The Real Reasons Your Dog Barks (and How to Make Him Stop)
When your dog most often barks at home or in other areas where he spends a lot of time, he's probably guarding his territory. His body language will be stiff and he'll bounce a bit as he barks in a low tone -- you can tell that he's alert and on the lookout.
1. Try to block your pup's exposure to stimuli that trigger the barking (squirrels, the mailman) -- a spray-on glass coating to block windows at his eye level often works well if he's inside. You can also keep him inside if he's usually outside during the day.
2. If your dog makes noise at people or other dogs while he's out on his walk, give him a soft treat (like a mini hot dog) to divert his attention before he starts barking.
3. If your dog gets flustered when he spots another passenger dog on car rides, try transporting him in a crate and leave him in the backseat.
4. If none of the tips above solve your problem, try quiet training. Say one word (always use the same word in the same calm tone). You can simultaneously grab his muzzle to make a more visual impression, although this isn't necessary if it makes one of you uncomfortable. When your pup stops making noise, immediately follow his good behavior with a reward (a pat, tennis ball, or a treat).
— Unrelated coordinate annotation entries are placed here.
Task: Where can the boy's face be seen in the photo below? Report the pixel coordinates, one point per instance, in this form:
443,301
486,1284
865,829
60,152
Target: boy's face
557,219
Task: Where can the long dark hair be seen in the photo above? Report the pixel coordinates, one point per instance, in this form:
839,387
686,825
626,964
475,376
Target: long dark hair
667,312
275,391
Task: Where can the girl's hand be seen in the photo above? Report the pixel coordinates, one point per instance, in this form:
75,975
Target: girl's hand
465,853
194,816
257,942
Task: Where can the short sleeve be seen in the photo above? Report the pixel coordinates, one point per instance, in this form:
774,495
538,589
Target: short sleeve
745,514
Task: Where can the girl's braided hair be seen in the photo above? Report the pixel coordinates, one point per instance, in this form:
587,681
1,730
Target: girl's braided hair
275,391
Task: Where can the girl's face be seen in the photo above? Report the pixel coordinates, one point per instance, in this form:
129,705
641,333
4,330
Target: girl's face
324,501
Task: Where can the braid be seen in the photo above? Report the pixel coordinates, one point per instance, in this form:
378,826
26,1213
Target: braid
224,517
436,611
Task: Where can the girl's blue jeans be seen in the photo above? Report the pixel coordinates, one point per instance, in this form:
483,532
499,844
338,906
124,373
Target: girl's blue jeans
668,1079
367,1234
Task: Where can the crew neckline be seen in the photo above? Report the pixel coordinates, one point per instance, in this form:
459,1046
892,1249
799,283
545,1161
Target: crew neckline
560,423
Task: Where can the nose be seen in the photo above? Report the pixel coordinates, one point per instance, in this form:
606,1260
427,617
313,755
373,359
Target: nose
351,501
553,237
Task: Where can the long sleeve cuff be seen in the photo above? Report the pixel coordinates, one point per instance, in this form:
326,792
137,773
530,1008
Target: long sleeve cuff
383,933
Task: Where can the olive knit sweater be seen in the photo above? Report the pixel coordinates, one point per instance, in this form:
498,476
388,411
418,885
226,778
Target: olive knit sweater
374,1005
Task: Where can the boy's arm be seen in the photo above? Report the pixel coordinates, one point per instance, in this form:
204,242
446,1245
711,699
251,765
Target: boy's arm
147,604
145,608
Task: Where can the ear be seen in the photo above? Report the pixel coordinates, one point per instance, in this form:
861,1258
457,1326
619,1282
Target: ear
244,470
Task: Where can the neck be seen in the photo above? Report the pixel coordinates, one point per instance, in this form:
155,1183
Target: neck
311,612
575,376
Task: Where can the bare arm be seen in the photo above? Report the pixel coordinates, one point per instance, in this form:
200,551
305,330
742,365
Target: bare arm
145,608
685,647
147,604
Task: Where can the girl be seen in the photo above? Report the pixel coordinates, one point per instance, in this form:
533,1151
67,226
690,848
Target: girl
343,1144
It's best to speak your word command and then show your dog treats to physically lure him away from whatever is causing his barking -- just make sure to reward him with the treat after he walks away and has stopped making noise.
If your dog seems to be oblivious to anything you say, first use your command word and then make a loud noise (rattling keys, coins in a can), which should startle him enough to stop. Offer a treat and then continue to give him treats every few minutes until whatever is bugging him is gone. If this fails to work after 10 to 20 repetitions, consider consulting a professional trainer who can give you further personalized assistance to get your dog's bad habits in shape.
Your dog usually only barks when visitors arrive. He looks relaxed, his tail is wagging, his barking is higher pitched, and he whines. He wants to make it known that he's happy to have company!
1. Reduce his excitement by teaching him to sit and stay away from the door when visitors arrive
2. Keep a favorite toy by the door and give it to your dog anytime you know a guest is coming over.
Your dog looks at you, shuffles around, and barks in a higher-pitched tone. You can see it in his eyes that he wants something (food, water), but you just fed/walked/pet him five minutes ago! He's making ruckus because he wants your attention -- a learned behavior that can be treated with a consistent response.
1. Don't reward your dog (eye contact, touching, scolding, or even talking to him) -- that just feeds the fire: Ignore his antics instead.
2. Give clear body language: Walk out of room or look away until he stops, and then give him the attention he wants.
3. If the dog barks to get you to play with him, have him bring a toy and sit in front of you.
4. Regularly pay attention to your dog when he's not barking by praising or petting him, and by giving him an occasional treat.
Socially Facilitated Barking
Your dog is usually relatively quiet -- unless he hears the neighbor dogs making noise!
1. Keep your furball indoors when other dogs are out.
2. Give him a distraction (some sort of treat) when other dogs' noise might influence him.
3. Play music to drown out other animal noise.
Your pup only barks when you're gone. This is usually accompanied by pacing, destruction, or other signs of distress that will no doubt disrupt the neighbors. You should be sure to always leave him with toys to keep his mind off his separation from you; however, this behavior usually requires obedience training to teach a dog to sit, stay, and be quiet. Because training on your own can be complicated, it's usually a good idea to sign up for lessons with a Certified Professional Dog Trainer.
A trainer is also often the only solution for compulsive barking -- when your pup repeatedly barks for long periods into thin air or at odd things that don't bother other dogs (shadows, light flashes, mirrors, open doors, the sky, etc.). The trainer will be able to assess the situation firsthand and offer personalized tips to improve the undesired behavior.